Fifth, their apprehension toward the Covid vaccine. To her credit, my mother did get her vaccine, but it did require a bit of talking her into it. The pushback was about “when it’s your time then it’s your time, God controls life and death”—but since she’s in her eighties she does take advantage of plenty of other preventive procedures, we were able to get her to see it as similar to those. Essentially, if a medicine or procedure has been around for a while, then its origin is vague enough she can imagine it as something that God brought about. With Covid, seeing individual scientists on TV explaining how they created it, it smacked more of human hubris.
Sixth, how they can be OK with no abortion exceptions for rape or incest. The rapist, they would say, was confronted with a decision to rape or not rape, and their choice is a stain on their soul they will have to work out with God. Completely independent of that (somehow), you as a victim have had a choice put in front of you now. You cannot escape culpability for your decision by viewing it as an erasure of the consequences for another person’s actions—as reversing that trauma.
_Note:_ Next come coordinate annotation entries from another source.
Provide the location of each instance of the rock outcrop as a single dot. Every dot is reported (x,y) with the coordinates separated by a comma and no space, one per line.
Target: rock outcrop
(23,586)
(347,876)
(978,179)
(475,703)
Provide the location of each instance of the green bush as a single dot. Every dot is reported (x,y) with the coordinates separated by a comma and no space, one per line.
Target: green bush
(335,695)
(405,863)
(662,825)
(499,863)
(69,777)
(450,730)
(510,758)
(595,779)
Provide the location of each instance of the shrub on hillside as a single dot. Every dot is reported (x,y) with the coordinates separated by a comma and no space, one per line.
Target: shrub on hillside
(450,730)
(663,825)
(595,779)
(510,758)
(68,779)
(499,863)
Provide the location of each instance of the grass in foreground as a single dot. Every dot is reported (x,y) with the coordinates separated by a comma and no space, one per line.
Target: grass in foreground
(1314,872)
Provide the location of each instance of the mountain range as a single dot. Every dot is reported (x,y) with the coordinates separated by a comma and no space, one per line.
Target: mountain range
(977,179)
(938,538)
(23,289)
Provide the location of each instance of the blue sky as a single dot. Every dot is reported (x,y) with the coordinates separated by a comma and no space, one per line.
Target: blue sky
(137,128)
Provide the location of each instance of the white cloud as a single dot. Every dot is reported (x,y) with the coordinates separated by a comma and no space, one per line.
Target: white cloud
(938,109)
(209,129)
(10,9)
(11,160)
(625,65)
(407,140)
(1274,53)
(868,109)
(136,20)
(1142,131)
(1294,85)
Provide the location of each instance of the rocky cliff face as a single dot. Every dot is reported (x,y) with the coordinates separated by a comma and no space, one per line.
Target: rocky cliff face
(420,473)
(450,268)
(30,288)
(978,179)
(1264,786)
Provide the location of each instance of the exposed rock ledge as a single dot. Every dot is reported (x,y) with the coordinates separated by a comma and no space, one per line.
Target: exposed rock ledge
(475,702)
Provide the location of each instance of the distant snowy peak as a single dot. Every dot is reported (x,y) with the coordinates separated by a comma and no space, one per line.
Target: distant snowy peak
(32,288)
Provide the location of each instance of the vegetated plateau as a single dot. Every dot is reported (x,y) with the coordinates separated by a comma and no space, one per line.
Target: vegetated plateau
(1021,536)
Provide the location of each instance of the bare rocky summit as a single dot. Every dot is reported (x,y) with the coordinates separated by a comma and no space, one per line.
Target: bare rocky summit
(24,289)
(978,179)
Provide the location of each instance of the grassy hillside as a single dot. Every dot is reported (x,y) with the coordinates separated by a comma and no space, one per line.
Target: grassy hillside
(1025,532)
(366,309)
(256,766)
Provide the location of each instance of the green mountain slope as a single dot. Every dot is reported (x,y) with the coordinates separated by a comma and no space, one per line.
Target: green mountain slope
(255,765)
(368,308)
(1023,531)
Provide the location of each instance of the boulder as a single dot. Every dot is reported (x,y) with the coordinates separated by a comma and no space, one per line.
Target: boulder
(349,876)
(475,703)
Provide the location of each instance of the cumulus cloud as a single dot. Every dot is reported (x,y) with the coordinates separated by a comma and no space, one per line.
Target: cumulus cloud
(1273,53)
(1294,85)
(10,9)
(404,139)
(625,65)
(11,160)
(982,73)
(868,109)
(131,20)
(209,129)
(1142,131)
Rather, every moral choice, they believe, is compartmentalized within the individual.
Seventh, the stories and successes that they celebrate, i.e., what constitutes a feel-good story for them. It’s almost a cliche at this point, but the news will often run a story about a child who opened a lemonade stand to pay off the lunch debt for his class, or teachers who donated their sick days to a colleague who was undergoing cancer treatment so he didn’t get fired—and the reaction from those of us on the left is to ask how it can possibly be uplifting when it clearly lays bare the societal injustices in the country. But they can keep running those stories because this is of the highest good to those like my mother’s: the best we can do as a species, apparently, is for each person to simply respond with kindness and generosity to only those immediately around them and to be content with that—because the big stuff isn’t our domain.
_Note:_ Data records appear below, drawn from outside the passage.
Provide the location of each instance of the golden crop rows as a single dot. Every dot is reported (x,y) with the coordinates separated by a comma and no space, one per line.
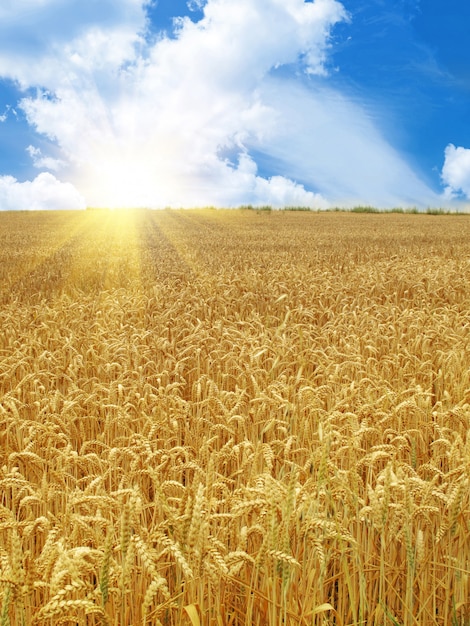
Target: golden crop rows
(234,418)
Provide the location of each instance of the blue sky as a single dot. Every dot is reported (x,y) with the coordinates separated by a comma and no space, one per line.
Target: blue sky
(214,102)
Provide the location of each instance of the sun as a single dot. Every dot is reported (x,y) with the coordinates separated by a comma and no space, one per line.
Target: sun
(123,177)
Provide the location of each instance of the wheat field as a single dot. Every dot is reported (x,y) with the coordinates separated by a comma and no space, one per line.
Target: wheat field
(230,418)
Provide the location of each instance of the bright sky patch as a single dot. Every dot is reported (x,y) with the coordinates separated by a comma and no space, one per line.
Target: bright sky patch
(215,102)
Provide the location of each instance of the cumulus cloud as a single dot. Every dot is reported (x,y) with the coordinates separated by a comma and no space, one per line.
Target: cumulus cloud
(43,162)
(43,193)
(456,171)
(180,121)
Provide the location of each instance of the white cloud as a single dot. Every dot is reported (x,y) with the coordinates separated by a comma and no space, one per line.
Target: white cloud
(456,171)
(43,162)
(45,192)
(148,124)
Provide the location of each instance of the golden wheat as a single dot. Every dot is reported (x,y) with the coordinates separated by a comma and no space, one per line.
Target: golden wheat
(234,418)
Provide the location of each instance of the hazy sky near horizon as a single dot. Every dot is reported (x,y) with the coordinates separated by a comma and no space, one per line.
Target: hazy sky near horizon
(215,102)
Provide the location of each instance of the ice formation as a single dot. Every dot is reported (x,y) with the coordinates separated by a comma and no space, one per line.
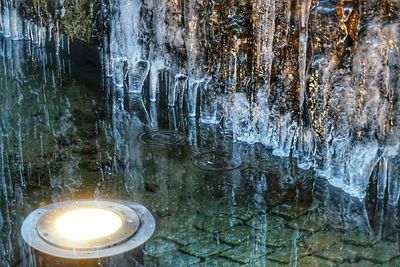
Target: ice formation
(315,79)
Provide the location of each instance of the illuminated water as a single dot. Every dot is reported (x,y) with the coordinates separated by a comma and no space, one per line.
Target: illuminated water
(64,136)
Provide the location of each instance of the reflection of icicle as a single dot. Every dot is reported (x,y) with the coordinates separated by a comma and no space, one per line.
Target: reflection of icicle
(177,91)
(208,103)
(137,75)
(192,98)
(153,116)
(138,110)
(172,119)
(305,6)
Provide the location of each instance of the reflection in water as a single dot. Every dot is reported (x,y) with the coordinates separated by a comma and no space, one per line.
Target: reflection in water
(61,139)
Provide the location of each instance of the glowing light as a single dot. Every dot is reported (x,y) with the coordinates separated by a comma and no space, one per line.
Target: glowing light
(87,224)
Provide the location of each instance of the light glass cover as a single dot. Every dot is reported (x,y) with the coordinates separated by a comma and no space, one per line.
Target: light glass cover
(87,224)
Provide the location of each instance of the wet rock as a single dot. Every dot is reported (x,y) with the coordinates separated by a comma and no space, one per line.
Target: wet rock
(339,253)
(246,252)
(308,223)
(151,186)
(359,238)
(318,242)
(291,211)
(159,247)
(236,235)
(279,237)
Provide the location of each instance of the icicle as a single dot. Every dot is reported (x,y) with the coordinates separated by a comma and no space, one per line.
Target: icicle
(137,74)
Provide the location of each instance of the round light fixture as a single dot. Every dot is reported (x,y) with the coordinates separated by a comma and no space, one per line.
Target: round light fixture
(88,229)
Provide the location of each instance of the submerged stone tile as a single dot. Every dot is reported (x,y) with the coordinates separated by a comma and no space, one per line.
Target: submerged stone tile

Now, I wish I could end this diary with the answer to how we on the left might dislodge this kind of thinking from people’s minds, but I’ve had no such luck myself. I wrote it mostly because the kinds of things that Republicans are saying in the media often feel utterly alien to those of us who rely on reason, logic, empathy, and solidarity to view the world and make our choices. I felt like pulling back the curtain on their ‘whys’ might make the world feel less hopelessly unable to be understood. Perhaps someone smarter than me can imagine ways of deprogramming such ideas.